Upper primary school students’ scientific and socio-scientific thinking: a case study investigating epistemic challenges in year-six inquiry science lessons

David Ashe

PhD thesis, conferred 2015

Science education in schools has moved from the learning of scientific facts to investigating the impact that science has on students’ lives; providing students with an understanding of how they relate to, and affect, their environment. This shift is evident in many countries’ curricula (e.g. Australian National Curriculum). One example of this is the requirement for students to consider issues related to ‘sustainability’; to consider scientific facts and to consider themselves as both part of the problem and part of the solution. Socio-scientific issues are ill-structured; that is, they may have many viable alternative solutions and it can be difficult to know when a satisfactory solution has been reached. Solving socio-scientific problems involves the use of knowledge learnt in different contexts, including scientific knowledge and experiential knowledge.

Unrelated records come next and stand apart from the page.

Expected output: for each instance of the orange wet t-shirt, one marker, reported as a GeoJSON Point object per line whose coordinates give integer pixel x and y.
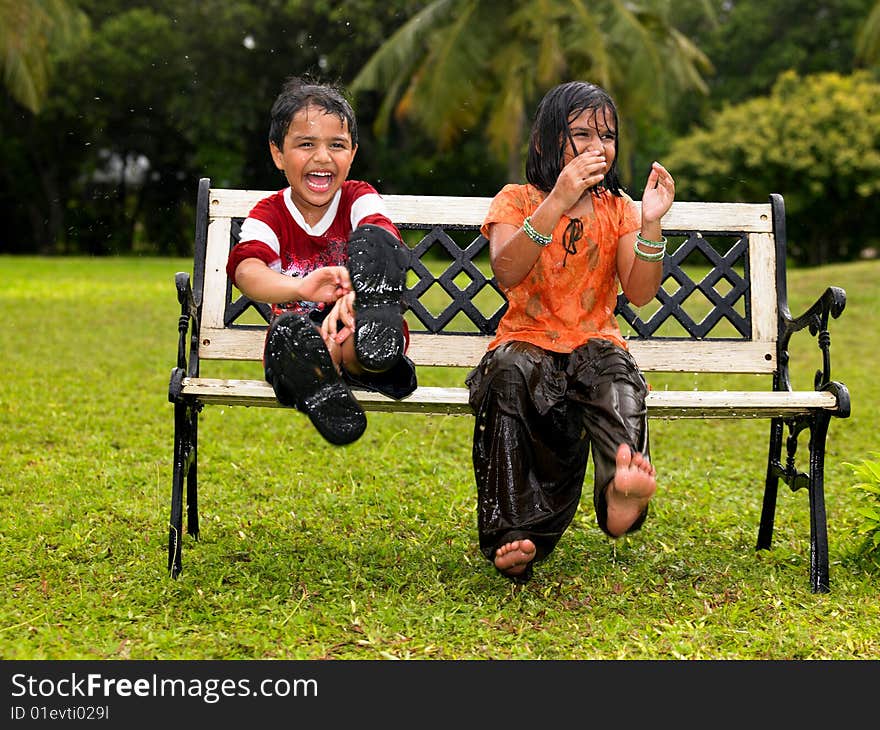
{"type": "Point", "coordinates": [559, 307]}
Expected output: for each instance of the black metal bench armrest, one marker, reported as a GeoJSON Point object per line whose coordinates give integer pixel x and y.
{"type": "Point", "coordinates": [188, 335]}
{"type": "Point", "coordinates": [815, 319]}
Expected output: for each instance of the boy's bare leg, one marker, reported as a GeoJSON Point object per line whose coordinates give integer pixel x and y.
{"type": "Point", "coordinates": [630, 491]}
{"type": "Point", "coordinates": [512, 558]}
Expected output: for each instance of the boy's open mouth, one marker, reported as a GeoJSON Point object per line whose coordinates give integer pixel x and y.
{"type": "Point", "coordinates": [319, 182]}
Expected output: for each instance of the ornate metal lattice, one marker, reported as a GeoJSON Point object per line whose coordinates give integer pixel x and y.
{"type": "Point", "coordinates": [439, 261]}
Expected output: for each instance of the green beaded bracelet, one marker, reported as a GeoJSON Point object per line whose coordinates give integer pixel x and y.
{"type": "Point", "coordinates": [538, 238]}
{"type": "Point", "coordinates": [653, 244]}
{"type": "Point", "coordinates": [656, 256]}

This study seeks to gain a better understanding of how and when year 6 primary school students (aged 10 to 12 years) activate prior knowledge while considering sustainability issues. The study sought to vary the context in which students were set sustainability problems. Using a ‘knowledge in pieces’ theoretical framework, which attunes to changes in context, the study investigates conditions that may promote appropriate knowledge activations. Based on a case study methodology, the research employs epistemic interviewing techniques coupled with close participant observations to gain a better, more nuanced understanding of the processes involved when year-six primary school students consider issues about sustainability. The thesis reports on three empirical episodes during which different aspects of context were varied; the problem context, the knowledge context and the physical context. Data was analysed using inductive thematic analysis and the results were considered alongside existing pedagogical approaches.

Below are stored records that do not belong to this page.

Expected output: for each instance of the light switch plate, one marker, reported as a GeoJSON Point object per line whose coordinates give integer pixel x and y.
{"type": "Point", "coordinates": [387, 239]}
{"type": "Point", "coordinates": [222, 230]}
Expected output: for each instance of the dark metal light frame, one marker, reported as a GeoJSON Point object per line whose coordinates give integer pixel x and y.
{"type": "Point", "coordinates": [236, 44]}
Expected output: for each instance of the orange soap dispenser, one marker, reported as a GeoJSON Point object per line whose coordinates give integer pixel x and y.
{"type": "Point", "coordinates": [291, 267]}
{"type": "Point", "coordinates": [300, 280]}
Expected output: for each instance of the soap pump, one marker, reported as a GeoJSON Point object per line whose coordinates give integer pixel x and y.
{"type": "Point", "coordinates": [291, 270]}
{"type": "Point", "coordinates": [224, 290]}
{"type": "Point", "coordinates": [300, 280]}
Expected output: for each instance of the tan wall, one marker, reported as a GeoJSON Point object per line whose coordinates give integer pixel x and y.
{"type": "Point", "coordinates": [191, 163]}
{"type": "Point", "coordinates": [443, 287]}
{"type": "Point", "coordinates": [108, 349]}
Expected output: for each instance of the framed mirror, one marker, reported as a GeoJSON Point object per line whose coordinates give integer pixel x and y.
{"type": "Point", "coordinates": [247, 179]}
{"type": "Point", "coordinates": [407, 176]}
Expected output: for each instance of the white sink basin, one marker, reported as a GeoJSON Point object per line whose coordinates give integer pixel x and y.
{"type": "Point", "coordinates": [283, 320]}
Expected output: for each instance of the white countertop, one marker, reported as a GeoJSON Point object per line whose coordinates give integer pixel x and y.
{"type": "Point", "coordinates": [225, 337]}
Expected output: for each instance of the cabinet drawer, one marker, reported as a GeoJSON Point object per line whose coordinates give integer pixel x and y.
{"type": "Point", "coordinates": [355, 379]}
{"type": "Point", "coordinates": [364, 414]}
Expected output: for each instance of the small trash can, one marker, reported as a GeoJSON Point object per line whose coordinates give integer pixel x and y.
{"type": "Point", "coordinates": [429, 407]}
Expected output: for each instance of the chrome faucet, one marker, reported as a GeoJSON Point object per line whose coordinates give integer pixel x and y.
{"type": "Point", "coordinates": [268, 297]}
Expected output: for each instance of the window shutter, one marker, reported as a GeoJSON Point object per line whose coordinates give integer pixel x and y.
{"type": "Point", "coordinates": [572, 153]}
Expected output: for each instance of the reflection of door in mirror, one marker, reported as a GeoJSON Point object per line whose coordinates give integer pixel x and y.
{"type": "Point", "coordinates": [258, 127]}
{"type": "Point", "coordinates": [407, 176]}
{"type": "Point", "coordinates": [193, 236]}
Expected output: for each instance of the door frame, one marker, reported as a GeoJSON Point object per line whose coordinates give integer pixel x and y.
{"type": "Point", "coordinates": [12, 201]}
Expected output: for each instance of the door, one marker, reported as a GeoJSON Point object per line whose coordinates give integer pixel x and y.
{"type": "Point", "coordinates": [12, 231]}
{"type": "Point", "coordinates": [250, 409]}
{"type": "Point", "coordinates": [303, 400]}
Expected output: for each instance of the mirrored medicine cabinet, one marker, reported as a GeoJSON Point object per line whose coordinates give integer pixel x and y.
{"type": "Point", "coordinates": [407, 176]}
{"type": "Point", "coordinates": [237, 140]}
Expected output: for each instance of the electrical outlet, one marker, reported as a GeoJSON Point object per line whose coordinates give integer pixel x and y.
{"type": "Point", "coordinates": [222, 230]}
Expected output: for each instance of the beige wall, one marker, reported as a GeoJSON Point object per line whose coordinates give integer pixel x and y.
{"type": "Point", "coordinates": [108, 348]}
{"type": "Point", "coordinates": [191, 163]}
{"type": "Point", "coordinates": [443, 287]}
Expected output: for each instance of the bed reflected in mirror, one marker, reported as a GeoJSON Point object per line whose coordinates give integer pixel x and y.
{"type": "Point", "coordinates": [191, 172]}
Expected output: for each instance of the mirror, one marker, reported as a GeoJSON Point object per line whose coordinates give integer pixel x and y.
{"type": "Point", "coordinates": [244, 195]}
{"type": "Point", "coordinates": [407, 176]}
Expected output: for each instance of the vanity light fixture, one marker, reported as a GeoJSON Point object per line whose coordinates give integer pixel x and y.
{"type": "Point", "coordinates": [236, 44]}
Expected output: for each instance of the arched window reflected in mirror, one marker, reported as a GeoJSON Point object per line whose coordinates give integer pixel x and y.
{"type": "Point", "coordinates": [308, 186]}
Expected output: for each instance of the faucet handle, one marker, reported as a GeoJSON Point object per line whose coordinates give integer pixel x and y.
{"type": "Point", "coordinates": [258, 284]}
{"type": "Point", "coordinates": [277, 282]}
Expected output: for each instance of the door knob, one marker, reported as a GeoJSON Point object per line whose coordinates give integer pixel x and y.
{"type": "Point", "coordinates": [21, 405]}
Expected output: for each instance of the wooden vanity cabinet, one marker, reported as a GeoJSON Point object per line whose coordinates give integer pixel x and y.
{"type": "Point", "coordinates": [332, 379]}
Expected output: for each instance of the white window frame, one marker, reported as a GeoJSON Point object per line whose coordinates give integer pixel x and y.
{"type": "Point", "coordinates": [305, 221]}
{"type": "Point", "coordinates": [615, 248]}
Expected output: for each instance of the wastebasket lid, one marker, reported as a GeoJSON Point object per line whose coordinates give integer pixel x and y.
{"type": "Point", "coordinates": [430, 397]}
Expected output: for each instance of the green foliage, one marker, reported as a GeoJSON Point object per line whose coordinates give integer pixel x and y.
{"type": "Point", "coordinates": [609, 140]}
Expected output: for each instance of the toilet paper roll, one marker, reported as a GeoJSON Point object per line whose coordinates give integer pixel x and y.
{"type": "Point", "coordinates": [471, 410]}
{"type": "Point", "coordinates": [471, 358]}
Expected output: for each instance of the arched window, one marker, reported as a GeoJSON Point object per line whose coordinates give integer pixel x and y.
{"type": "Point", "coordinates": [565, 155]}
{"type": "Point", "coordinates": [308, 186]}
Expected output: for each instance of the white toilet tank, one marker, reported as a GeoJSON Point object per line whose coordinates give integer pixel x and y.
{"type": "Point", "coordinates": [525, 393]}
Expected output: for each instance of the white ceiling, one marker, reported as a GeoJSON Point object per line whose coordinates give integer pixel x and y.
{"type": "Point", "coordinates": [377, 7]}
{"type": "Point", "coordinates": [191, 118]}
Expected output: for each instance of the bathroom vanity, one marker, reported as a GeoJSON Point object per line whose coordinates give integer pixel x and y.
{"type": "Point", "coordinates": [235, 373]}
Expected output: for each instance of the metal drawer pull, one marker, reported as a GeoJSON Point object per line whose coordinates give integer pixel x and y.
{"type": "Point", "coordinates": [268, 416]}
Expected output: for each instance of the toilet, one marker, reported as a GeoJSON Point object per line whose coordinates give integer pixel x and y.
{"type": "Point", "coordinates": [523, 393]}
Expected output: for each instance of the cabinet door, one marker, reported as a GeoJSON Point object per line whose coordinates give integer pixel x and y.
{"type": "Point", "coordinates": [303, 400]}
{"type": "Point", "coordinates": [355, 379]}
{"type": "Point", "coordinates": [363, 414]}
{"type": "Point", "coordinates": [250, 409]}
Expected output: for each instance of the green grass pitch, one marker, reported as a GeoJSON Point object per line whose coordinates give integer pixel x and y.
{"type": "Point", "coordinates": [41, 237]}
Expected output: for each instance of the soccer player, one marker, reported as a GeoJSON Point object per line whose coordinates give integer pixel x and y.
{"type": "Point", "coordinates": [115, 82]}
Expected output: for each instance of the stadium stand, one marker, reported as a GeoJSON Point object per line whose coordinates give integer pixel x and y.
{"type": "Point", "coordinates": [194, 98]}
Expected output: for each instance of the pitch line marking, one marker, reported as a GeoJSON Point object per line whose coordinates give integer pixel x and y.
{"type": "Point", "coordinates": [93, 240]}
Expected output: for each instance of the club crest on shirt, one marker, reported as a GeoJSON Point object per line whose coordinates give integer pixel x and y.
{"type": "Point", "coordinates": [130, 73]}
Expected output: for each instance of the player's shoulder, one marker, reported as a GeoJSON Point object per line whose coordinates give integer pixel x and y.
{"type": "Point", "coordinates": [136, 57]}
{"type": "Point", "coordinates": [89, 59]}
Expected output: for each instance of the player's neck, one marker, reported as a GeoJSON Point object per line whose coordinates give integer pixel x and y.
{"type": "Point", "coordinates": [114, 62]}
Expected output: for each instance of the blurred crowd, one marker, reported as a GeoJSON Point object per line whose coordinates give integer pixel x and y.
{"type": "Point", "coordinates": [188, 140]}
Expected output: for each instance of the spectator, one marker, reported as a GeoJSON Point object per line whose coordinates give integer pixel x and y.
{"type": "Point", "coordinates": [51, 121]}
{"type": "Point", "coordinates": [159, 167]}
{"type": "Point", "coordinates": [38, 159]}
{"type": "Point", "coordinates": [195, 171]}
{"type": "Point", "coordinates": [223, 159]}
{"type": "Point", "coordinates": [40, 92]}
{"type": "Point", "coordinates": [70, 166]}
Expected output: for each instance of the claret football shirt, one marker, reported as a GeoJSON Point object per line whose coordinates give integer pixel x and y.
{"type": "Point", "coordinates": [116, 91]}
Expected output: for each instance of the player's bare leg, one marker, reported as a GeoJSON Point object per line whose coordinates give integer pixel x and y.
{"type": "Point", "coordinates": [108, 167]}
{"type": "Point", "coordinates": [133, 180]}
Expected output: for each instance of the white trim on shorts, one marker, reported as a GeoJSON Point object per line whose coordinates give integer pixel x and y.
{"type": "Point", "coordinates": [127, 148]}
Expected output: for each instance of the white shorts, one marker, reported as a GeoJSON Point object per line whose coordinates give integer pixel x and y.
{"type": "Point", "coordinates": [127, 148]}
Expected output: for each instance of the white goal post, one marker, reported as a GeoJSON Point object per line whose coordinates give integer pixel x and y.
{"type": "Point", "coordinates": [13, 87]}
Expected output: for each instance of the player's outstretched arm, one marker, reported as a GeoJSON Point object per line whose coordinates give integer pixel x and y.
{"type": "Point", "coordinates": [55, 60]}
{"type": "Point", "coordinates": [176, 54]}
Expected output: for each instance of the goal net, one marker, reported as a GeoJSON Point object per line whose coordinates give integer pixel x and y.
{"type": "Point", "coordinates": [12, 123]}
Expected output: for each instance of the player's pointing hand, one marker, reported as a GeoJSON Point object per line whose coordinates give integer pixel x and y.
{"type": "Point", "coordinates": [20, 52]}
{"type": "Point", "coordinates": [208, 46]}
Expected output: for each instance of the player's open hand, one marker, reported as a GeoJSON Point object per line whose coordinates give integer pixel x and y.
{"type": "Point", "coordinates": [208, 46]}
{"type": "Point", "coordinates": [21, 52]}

The results showed that the variation of all three contextual elements led to variations in the manner in which the students solved the sustainability problems. It was observed that epistemic prompts helped the participants to make progress towards viable solutions. These epistemic prompts came from the facilitator of learning, from other students, and from the activities in which the students were engaged. When embarking on a learning program that involves socio-scientific issues, facilitators of learning can benefit from recognising that the nature of these issues will require students to integrate both taught knowledge and everyday experiences. Students may activate conflicting knowledge resources that lead to confusing results. It is at these points that epistemic challenges (challenging the students to consider their knowledge and to justify that knowledge) can prove beneficial in helping the students sort out their own solutions to these complex issues.